Albert Einstein gründet seine Speziellen Relativitätstheorie auf die Elektrodynamik von Maxwell, die eine Reihe von Mängeln aufweist, die damit zu Mängeln auch der Speziellen Relativitätstheorie werden

Nach Wesley 1987 (S. 193), versagt Maxwells (im übrigen sehr erfolgreiche Theorie) in folgenden Punkten:

(1) Sie verletzt Newtons drittes Gesetz, weil sie auf dem Biot-Savart-Gesetz (oder der Lorentz-Kraft) beruht.

(2) Als Folge von (1) kann sie zu widersprüchlichen oder absurden Ergebnissen führen wie z.B. der Nichterhaltung der Energie.

(3) Stimmt nicht mit Clevelands Experiment (1936) überein, das die Gültigkeit von Newtons Drittem Gesetz bestätigt hat.

(4) Sie widerspricht dem ursprünglichen Kraft-Gesetz von Ampère; sie leugnet die starke Abstoßung zwischen Stromelementen mit gleicher Fließrichtung; das ursprüngliche Kraft-Gesetz von Ampère ist dagegen experimentell gut bestätigt worden (Graneau; Pappas; Wesley).

(5) Sie ergibt nicht die korrekte Kraft der Ampère-Brücke.

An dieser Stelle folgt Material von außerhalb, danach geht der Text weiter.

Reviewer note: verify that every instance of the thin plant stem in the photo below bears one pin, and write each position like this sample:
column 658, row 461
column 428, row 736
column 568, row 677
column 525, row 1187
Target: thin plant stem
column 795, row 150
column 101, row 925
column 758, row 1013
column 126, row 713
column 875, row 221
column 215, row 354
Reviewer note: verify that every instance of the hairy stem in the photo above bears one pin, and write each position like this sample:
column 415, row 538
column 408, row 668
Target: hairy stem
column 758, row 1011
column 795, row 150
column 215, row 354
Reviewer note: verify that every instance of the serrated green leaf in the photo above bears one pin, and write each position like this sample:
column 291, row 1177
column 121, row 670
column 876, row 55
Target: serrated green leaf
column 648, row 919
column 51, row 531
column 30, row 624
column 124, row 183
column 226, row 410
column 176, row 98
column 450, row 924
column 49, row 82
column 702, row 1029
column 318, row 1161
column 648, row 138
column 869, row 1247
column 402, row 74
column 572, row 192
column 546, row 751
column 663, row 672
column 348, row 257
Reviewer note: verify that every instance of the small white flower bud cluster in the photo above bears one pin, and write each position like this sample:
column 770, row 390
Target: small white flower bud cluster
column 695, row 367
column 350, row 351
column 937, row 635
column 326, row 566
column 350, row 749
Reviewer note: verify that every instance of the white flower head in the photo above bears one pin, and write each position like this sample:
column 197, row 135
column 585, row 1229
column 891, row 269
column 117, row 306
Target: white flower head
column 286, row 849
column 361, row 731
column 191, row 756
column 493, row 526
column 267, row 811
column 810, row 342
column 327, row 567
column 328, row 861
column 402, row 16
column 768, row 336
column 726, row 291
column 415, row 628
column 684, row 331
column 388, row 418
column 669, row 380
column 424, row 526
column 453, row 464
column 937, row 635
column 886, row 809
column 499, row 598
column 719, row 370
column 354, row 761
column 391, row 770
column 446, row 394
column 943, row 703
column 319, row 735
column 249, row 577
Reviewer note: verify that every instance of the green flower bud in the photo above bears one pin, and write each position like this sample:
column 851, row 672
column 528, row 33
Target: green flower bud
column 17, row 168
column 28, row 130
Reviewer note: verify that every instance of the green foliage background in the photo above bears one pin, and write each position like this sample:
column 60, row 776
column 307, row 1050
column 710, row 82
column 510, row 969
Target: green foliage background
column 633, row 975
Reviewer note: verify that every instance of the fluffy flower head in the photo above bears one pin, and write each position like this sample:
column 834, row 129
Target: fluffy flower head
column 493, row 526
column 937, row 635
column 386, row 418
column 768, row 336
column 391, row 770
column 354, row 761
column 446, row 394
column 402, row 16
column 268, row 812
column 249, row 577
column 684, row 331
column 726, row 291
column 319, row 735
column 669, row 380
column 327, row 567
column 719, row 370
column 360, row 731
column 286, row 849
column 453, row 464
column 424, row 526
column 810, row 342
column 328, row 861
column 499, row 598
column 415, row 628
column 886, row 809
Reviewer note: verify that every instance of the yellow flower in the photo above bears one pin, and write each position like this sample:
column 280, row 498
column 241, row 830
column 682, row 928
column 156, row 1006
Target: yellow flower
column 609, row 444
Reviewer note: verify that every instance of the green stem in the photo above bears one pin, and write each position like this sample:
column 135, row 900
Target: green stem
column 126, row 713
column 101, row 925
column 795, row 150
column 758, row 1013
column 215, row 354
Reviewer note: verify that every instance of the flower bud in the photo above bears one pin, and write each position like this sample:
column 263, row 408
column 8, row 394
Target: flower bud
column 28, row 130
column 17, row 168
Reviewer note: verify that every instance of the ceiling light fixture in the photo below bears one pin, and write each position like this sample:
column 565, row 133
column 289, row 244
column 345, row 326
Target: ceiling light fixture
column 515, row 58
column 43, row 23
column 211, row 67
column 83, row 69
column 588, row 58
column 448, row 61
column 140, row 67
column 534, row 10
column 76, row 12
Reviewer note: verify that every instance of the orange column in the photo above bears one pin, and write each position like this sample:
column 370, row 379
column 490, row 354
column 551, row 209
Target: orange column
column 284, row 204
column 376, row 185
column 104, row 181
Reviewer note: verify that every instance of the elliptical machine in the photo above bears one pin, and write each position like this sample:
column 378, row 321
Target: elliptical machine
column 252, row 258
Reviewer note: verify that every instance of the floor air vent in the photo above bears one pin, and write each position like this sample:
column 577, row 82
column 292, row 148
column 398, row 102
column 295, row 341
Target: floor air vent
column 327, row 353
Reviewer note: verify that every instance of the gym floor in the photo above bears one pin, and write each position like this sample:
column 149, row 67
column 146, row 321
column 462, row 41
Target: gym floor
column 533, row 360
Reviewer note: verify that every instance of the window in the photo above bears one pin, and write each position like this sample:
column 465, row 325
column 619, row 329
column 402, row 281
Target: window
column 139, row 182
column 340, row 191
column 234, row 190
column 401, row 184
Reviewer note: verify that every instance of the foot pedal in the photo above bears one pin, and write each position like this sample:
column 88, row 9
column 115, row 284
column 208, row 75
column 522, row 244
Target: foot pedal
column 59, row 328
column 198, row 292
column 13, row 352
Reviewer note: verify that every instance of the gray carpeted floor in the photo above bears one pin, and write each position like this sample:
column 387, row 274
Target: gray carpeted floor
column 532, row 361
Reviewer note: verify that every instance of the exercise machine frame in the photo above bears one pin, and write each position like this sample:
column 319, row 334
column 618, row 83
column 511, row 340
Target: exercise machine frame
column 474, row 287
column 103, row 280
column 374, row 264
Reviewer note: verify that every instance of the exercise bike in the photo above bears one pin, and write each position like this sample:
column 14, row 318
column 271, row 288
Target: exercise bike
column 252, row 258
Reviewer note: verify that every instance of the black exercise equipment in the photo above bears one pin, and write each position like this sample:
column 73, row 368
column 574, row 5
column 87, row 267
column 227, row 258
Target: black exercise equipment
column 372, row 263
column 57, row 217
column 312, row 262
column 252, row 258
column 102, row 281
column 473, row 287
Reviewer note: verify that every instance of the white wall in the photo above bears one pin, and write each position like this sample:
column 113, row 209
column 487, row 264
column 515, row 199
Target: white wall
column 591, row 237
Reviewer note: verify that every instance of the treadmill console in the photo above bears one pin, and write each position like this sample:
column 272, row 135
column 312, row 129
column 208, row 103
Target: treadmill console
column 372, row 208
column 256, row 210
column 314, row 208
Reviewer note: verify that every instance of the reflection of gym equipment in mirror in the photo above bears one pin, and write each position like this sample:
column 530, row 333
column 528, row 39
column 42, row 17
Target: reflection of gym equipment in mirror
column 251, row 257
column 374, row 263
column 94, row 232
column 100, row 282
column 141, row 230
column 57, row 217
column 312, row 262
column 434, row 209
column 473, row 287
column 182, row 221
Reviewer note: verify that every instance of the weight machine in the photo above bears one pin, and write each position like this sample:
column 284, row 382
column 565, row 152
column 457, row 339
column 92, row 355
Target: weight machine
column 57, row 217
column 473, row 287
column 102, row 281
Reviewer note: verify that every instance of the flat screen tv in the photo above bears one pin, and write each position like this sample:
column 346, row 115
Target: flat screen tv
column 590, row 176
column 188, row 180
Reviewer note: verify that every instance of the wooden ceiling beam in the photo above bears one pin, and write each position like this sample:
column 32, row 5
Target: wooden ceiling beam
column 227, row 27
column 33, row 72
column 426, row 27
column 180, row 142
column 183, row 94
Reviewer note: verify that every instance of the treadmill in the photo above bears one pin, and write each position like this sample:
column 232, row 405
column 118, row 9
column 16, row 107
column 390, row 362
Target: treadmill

(6) Ihre Gültigkeit ist ausdrücklich beschränkt auf „closed current loop sources“.

(7) Sie kann keinen Bezugsrahmen für die Geschwindigkeit von Ladungen und elektromagnetischen Wellen geben.

(8) Sie beschreibt die Induktion nur für „entire closed current loops“.

(9) Sie bezeichnet nicht ausdrücklich die Funktion des absoluten Raumes oder des Äthers.

Galeczki / Marquardt 1997 diskutieren die Problematik sehr eingehend; einige ihrer Hauptkritikpunkte zum Umgang mit Maxwells Theorie:

(1) Wenn man die Maxwell-Gleichungen von ihrem eindeutigen und fundamentalen Bezugssystem (Maxwells Äther) löst und sie für jedes Inertialsystem gültig machen will, benötigt man Transformations-Gleichungen, wie sie die „Voigt-Larmor-Poincaré-Lorentz-Einstein-Transformation“ darstellt: da die Spezuielle Relativitätstheorie erst mit dieser Transformation entstanden ist, kann die Spezielle Relativitätstheorie durch „kein elektromagnetisches (und damit auch optisches) Experimentbewiesen werden (S. 162).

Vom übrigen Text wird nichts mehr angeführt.